I can count on my hand the number of posters who take up this banner with you about switching to autos because of this issue. Unless you have further evidence other than 4-5 posters and your mechanic agreeing with you I'll assume the majority of MINIs produced with manual transmissions are just fine.
I can count on my hand the number of posters who take up this banner with you about switching to autos because of this issue. Unless you have further evidence other than 4-5 posters and your mechanic agreeing with you I'll assume the majority of MINIs produced with manual transmissions are just fine.
Last edited by sequence; 07-13-2009 at 05:24 AM.
#22
Join Date: Aug 2004
Location: Your Worst Nightmare :)
Posts: 3,880
Likes: 0
Received 3 Likes
on
3 Posts
Hi--Cheers for the Internet! I have managed to find an extensive collection of posts from various forums and threads on the clutch situation - enough to give anyone second thoughts on purchasing a mini. More than enough, I think, to make a case for dealership replacement.
#23
Drew Drew Drew. Always reading between the lines, and interpreting statements out of context. There are plenty of folks on this forum--not this thread FCOL--and many I know that are NOT NAM members who switched to autos because of the problems they had with their clutches--not their transmissions.
As for transmission choice, let's just say all this "evidence" is about as far from statistically sound and about as empirical as you can get. There are some bad clutch/flywheel setups out there, without question, including possibly the OPs, but again I don't necessarily think jumping on the Aisin bandwagon is necessarily the answer for everyone, nor do I think automatically blaming the parts and not the driver is applicable in every case.
If you believe everyone on the Internet at face value then you're really fooling yourself. Meanwhile, X's clutch burnt out at 10k miles because unknowingly X's son was riding the clutch, burnouts, etc. whenever he went out with his buddies on the weekends.
Now this apparently isn't the OP's case but you never know until you have the full story.
Always a pleasure, sequence, always a pleasure.
Last edited by DrewN; 07-13-2009 at 05:55 AM.
#24
Exactly........
I sometimes wonder if these threads are started just to see how much ***** they can stir up.........
There are really only a couple of answers here, either someone burned the clutch up or it failed on it's own. If the former, the OP should pay for it to be replaced and either learn how to drive or find out who's been riding her clutch. If the latter then warranty should cover it and it should be evident......
But to assume because of random postings on the net that there is an inherent failure of a clutch that's already successfully done millions of miles in millions of other cars just sounds to me like the typical attitude of Americans today - something happened to me - it's someone else's fault - and someone else is going to pay, not me!

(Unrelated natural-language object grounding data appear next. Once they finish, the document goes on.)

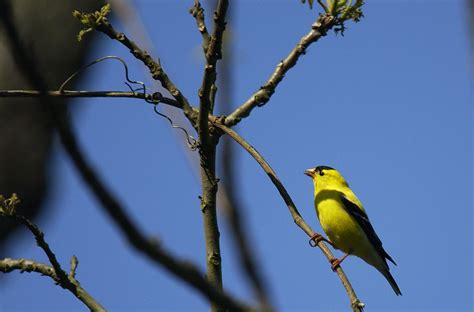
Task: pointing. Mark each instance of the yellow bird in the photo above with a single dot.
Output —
(345, 222)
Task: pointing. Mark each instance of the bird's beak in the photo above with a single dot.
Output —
(309, 172)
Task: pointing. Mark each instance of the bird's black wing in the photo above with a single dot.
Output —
(363, 220)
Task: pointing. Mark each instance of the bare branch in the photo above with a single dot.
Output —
(151, 98)
(155, 67)
(8, 265)
(197, 12)
(319, 28)
(181, 269)
(356, 304)
(208, 145)
(8, 211)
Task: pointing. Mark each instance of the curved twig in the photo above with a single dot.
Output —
(8, 265)
(356, 304)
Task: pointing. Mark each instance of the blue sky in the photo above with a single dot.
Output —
(388, 105)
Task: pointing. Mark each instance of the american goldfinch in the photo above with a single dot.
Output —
(345, 222)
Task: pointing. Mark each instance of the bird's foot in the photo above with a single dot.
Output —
(316, 238)
(335, 263)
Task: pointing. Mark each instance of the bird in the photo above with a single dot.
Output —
(345, 222)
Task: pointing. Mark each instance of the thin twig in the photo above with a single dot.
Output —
(229, 191)
(153, 97)
(155, 67)
(8, 265)
(55, 271)
(356, 304)
(319, 28)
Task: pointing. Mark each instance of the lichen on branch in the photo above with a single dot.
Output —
(91, 21)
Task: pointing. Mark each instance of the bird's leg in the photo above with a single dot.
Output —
(316, 238)
(335, 263)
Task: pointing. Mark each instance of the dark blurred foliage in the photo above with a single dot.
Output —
(48, 30)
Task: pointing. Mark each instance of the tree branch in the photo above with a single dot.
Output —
(319, 28)
(154, 97)
(69, 282)
(208, 145)
(197, 12)
(8, 265)
(181, 269)
(356, 304)
(155, 67)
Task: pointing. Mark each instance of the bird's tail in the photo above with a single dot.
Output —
(391, 280)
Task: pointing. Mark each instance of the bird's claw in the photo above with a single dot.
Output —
(316, 238)
(335, 263)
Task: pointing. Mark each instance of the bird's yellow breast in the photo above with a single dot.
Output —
(341, 228)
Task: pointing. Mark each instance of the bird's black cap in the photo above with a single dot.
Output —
(321, 168)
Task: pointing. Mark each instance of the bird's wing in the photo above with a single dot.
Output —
(363, 220)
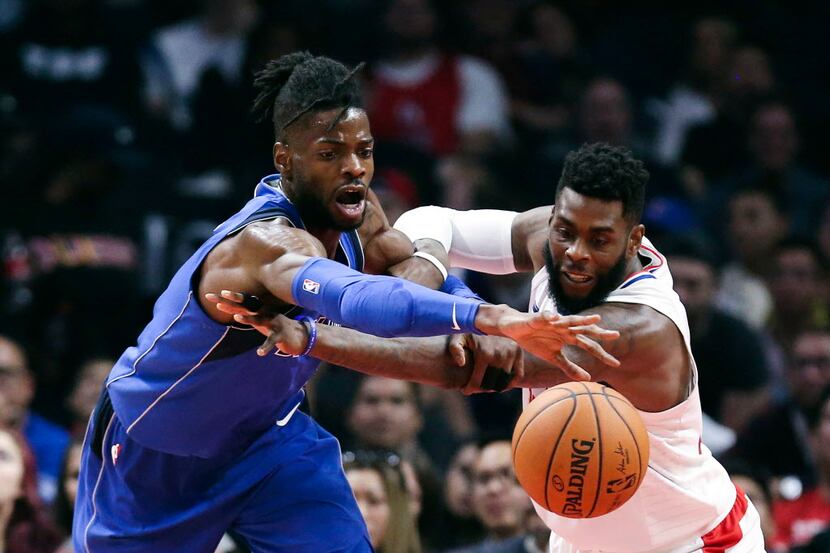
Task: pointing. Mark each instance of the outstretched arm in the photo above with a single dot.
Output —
(389, 251)
(422, 360)
(288, 264)
(487, 240)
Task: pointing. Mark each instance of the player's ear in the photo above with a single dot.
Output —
(282, 160)
(635, 238)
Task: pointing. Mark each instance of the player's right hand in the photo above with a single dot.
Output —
(496, 361)
(546, 334)
(284, 334)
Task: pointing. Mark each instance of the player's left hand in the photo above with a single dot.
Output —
(496, 361)
(282, 333)
(546, 334)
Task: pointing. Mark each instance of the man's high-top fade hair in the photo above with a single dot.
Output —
(608, 173)
(299, 83)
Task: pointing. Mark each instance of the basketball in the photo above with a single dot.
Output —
(580, 449)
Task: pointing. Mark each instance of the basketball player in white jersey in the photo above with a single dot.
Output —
(590, 257)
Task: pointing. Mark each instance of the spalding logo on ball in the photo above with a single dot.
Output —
(580, 449)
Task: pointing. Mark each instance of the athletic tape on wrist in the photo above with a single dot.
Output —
(312, 333)
(434, 260)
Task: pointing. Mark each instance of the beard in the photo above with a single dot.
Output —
(605, 284)
(316, 215)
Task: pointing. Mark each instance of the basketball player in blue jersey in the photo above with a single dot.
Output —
(195, 434)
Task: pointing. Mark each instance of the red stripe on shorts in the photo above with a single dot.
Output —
(728, 533)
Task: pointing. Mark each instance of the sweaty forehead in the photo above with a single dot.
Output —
(587, 211)
(351, 124)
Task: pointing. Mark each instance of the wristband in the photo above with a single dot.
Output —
(311, 327)
(434, 260)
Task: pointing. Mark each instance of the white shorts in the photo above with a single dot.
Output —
(739, 532)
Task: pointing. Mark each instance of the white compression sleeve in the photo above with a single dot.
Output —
(477, 239)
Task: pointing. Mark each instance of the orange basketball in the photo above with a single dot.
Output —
(580, 449)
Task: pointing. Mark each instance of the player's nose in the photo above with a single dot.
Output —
(577, 251)
(353, 166)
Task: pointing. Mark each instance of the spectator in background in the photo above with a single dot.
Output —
(178, 57)
(437, 102)
(79, 244)
(24, 526)
(798, 283)
(694, 99)
(85, 392)
(64, 506)
(553, 73)
(47, 440)
(386, 414)
(457, 525)
(773, 142)
(499, 501)
(379, 488)
(67, 55)
(717, 148)
(756, 223)
(799, 520)
(778, 441)
(731, 366)
(605, 114)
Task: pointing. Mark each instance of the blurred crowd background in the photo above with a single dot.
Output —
(126, 137)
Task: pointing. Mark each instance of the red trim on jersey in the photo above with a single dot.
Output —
(728, 533)
(657, 261)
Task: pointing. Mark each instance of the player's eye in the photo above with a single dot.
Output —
(563, 233)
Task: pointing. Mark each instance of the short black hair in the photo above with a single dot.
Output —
(299, 83)
(607, 172)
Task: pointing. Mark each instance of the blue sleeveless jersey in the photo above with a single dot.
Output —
(192, 386)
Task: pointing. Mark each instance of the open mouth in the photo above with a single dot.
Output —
(576, 279)
(351, 199)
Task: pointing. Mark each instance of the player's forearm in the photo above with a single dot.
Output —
(538, 374)
(386, 306)
(480, 240)
(423, 360)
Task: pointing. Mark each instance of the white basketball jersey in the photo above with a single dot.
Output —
(685, 492)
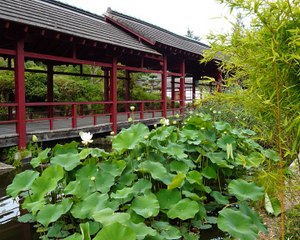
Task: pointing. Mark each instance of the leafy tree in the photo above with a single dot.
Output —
(266, 57)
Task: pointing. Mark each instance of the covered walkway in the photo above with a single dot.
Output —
(56, 34)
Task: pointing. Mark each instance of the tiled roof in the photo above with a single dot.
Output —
(60, 17)
(156, 34)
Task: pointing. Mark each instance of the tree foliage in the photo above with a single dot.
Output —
(264, 57)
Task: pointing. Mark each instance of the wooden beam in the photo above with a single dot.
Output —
(20, 94)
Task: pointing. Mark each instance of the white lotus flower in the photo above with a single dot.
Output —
(86, 137)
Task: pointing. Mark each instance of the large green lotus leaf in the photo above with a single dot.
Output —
(255, 218)
(221, 199)
(125, 194)
(168, 198)
(141, 230)
(192, 196)
(114, 168)
(52, 212)
(146, 206)
(88, 206)
(142, 186)
(271, 154)
(194, 177)
(75, 236)
(209, 173)
(71, 147)
(162, 133)
(115, 231)
(68, 160)
(244, 190)
(42, 156)
(224, 140)
(166, 230)
(177, 181)
(156, 169)
(219, 159)
(104, 181)
(171, 149)
(85, 231)
(184, 209)
(21, 182)
(107, 216)
(179, 167)
(237, 224)
(129, 138)
(221, 126)
(55, 172)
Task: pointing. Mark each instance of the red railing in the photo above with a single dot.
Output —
(72, 114)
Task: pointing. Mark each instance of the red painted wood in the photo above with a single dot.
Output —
(108, 19)
(113, 94)
(50, 89)
(164, 87)
(127, 90)
(20, 94)
(173, 96)
(182, 84)
(65, 59)
(74, 116)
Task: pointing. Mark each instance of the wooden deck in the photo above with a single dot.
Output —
(62, 128)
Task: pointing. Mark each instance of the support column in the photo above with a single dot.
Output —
(106, 89)
(164, 86)
(50, 97)
(182, 85)
(20, 94)
(113, 94)
(173, 93)
(127, 90)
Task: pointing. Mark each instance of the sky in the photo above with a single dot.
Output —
(200, 16)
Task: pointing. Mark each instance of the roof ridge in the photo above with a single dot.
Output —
(74, 9)
(109, 10)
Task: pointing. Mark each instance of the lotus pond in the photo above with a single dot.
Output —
(176, 181)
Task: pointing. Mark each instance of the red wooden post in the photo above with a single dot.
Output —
(106, 89)
(142, 109)
(173, 96)
(182, 86)
(20, 94)
(113, 94)
(50, 93)
(164, 86)
(127, 90)
(74, 116)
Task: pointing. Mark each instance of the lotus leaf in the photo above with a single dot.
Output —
(85, 231)
(244, 190)
(146, 206)
(52, 212)
(115, 231)
(209, 173)
(194, 177)
(129, 138)
(177, 181)
(107, 216)
(166, 230)
(68, 160)
(168, 198)
(221, 199)
(87, 207)
(40, 158)
(184, 209)
(156, 169)
(237, 224)
(22, 182)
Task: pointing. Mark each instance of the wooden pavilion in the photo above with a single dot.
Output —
(56, 34)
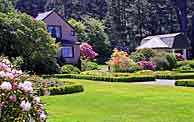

I sometimes wonder if these threads are started just to see how much ***** they can stir up.........
There are really only a couple of answers here, either someone burned the clutch up or it failed on it's own. If the former, the OP should pay for it to be replaced and either learn how to drive or find out who's been riding her clutch. If the latter then warranty should cover it and it should be evident......
But to assume because of random postings on the net that there is an inherent failure of a clutch that's already successfully done millions of miles in millions of other cars just sounds to me like the typical attitude of Americans today - something happened to me - it's someone else's fault - and someone else is going to pay, not me!